For a set \(X = \{a, b\}\), this obligation creates a firm rule: each element ('a' and 'b') in the domain must map into \(X\), resulting in a clear mapping from each domain element to some codomain element. With each having two available targets, we find there are \(2 \times 2 = 4\) unique total functions.
These total functions demonstrate a fundamental principle in mathematics where each input is accounted for, ensuring that no element is 'left behind'. The guaranteed mappings are used in systems requiring complete and non-optional associations between datasets.

Injective Functions

Injective functions, also known as one-to-one functions, are those in which no two different elements from the domain map to the same element in the codomain. This ensures every element in the codomain is the image of at most one element from the domain.
When set \(X = \{a, b\}\), the requirement for an injective function means that each element from the domain 'a' and 'b' maps uniquely to different elements in the codomain. Thus, the possible injective functions include:

• The identity function \(\{(a, a), (b, b)\}\)
• The swap function \(\{(a, b), (b, a)\}\)
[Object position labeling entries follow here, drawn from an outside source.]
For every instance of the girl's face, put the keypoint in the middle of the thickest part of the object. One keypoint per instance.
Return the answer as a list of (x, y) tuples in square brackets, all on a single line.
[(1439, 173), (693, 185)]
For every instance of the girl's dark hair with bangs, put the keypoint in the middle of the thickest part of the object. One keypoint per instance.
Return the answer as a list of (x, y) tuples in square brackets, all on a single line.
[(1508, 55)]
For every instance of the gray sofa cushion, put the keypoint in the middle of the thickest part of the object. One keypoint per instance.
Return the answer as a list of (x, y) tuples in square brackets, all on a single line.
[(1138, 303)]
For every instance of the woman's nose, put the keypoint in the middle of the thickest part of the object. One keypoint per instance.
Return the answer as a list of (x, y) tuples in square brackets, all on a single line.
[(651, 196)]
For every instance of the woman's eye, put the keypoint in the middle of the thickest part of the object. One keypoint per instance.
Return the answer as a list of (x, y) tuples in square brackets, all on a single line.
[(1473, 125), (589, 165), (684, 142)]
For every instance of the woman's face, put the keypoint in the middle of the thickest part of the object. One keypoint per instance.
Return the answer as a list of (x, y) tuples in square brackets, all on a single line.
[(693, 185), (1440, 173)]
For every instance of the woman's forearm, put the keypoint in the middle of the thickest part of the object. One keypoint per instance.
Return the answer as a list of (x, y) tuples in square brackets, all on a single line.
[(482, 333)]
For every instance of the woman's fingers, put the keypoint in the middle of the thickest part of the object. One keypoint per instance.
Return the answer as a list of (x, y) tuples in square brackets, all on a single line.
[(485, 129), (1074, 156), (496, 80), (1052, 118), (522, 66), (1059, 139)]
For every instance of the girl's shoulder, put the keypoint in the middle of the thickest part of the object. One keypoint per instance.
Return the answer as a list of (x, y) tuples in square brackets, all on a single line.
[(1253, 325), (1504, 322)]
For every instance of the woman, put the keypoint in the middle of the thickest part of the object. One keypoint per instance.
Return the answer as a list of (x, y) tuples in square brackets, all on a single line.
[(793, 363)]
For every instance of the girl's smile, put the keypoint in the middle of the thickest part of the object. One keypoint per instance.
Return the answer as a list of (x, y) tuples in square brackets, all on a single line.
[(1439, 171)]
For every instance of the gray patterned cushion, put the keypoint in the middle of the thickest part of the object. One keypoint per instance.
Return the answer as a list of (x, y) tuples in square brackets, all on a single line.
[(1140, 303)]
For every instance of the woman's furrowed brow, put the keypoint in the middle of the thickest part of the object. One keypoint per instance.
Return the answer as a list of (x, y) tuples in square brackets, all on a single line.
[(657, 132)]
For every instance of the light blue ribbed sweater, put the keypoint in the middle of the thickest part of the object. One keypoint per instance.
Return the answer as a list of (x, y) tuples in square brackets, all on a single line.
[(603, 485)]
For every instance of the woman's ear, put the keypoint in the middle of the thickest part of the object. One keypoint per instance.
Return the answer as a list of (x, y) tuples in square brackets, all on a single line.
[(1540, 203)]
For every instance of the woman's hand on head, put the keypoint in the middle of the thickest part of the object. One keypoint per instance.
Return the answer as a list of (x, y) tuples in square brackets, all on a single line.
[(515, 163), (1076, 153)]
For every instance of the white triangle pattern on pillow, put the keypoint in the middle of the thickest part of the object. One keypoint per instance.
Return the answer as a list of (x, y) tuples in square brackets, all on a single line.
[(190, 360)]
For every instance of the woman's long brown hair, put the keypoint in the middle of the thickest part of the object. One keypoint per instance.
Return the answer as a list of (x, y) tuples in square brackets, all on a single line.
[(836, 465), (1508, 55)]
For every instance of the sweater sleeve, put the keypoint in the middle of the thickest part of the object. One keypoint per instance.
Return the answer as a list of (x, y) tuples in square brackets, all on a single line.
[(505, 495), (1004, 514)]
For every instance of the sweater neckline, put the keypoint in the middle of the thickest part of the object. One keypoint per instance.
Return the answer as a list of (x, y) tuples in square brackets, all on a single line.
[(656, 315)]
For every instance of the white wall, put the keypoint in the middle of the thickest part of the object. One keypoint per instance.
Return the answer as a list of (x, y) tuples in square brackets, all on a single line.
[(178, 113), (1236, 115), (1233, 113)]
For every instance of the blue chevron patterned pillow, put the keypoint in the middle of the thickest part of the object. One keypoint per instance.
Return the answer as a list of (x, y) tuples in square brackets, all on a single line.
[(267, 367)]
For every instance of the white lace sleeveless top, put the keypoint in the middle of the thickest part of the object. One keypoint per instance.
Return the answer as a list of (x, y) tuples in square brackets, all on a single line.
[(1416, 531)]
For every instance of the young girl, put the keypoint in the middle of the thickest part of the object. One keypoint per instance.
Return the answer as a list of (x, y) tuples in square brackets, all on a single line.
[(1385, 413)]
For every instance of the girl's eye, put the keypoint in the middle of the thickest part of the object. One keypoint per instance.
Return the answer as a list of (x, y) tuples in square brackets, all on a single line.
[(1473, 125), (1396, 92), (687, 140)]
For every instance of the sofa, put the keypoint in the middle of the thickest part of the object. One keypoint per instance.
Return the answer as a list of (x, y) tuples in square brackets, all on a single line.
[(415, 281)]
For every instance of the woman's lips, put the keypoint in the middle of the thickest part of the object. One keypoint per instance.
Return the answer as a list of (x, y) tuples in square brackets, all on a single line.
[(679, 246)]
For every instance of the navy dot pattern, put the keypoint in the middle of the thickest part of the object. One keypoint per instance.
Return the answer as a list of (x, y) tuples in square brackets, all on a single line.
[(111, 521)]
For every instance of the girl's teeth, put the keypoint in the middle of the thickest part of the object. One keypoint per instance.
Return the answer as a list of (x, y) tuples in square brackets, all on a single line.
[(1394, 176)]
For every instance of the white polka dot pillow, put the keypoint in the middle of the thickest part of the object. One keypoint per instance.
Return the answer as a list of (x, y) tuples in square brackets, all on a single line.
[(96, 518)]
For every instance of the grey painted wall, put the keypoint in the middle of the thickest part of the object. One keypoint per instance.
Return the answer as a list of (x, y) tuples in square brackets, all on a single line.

These mappings preserve uniqueness across sets of equal size, which is valuable in scenarios where distinct identification is crucial, such as in data management and cryptography.

Surjective Functions

Surjective functions, also known as onto functions, ensure that every element of the codomain is mapped by at least one element from the domain. This is different from injective functions, which emphasize uniqueness of mappings rather than coverage.
For a set \(X = \{a, b\}\), being surjective means ensuring the codomain is fully "covered" by mappings from the domain. Our surjective functions for this small set are:

• \(\{(a, a), (b, b)\}\) - Identity mapping
• \(\{(a, b), (b, a)\}\) - Completeness through swapping

Such functions are crucial in ensuring that relationships or transformations account for all possible outputs, often used in fields like computer science to design algorithms where every potential outcome must be ensured.